The former has the advantage that it describes the underlying physical laws of combat well: if your "sword stroke" has uniformly distributed strength within a range, but then those strokes are subjected to a large number of filters ("armor"), each of which has a small probability of "absorbing the blow", then the end result is an exponential distribution. (This is a special case of the Poisson limit law.) The latter has the advantage that it looks more like your original plot to my experienced eye.

Luckily, $2$ is a finite number, so we can just try all possibilities.

Whichever model we want to investigate, the first step is to change to different quantities which will linearize the model. In the exponential decay case, this means taking logarithms: $$\log(\text{Percentage})=\log(A)-B\cdot(\text{DEF})$$ In the proportionality case, it means inversion: $$(\text{Percentage})^{-1}=A+B\cdot(\text{DEF})$$ Then we just plot the transformed variables and see whether the result is in fact linear; if so, then we've found the underlying law.

In the exponential-transformed case, the resulting plot is Log(%) v. DEF

IMHO, that plot doesn't look linear.

In the proportionality-transformed case, the resulting plot is 1/% v. DEF

The latter looks to me like a straight line, suggesting no need for further statistical analysis.

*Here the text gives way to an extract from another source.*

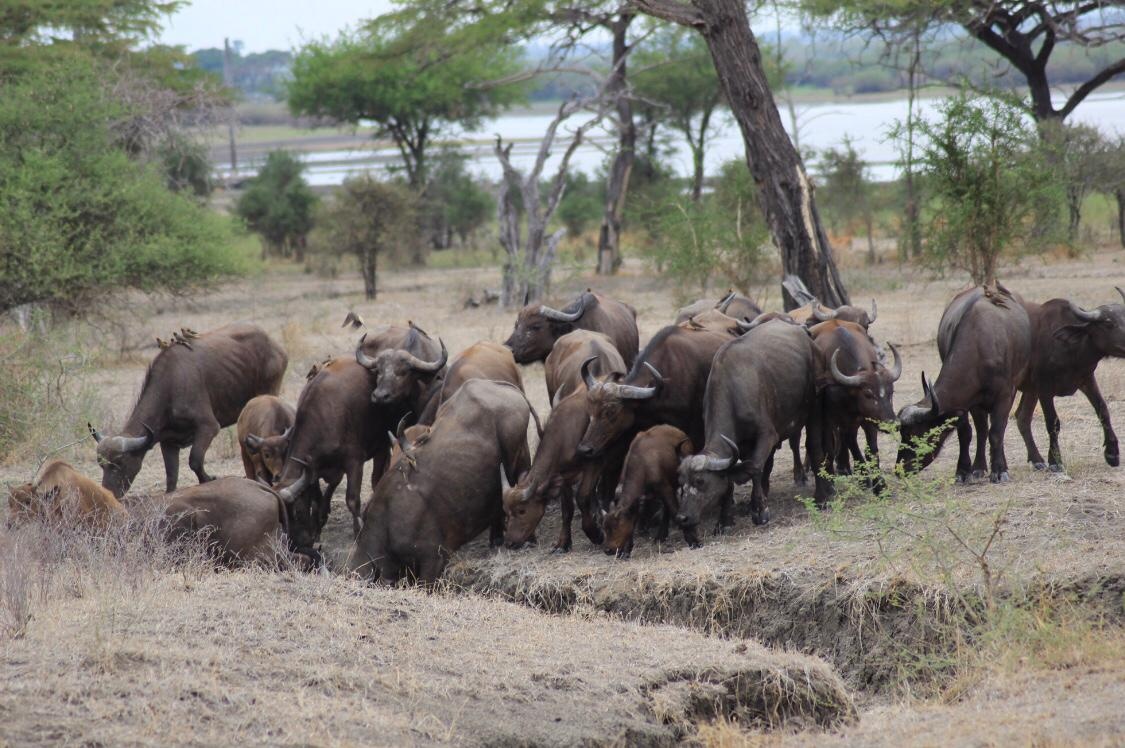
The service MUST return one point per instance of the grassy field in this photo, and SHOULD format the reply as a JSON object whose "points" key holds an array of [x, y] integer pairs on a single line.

Running a linear regression on the linearized data recovers the law cited above; testing on all the original data recovers the output to $3$ decimals places; if you need more, Mathematica's full result was $$x\mapsto 0.387193+0.000676877 x$$

0
On

Exact interpolation (which is what you seem to be asking for here) is highly unstable. So we might find, say, a polynomial of degree $24$ that exactly reproduces the $25$ given values, but the graph between those data points would be a wild mess. Moreover, the values in the second column are likely not really exact anyway, but rather rounded to $4$ decimal places.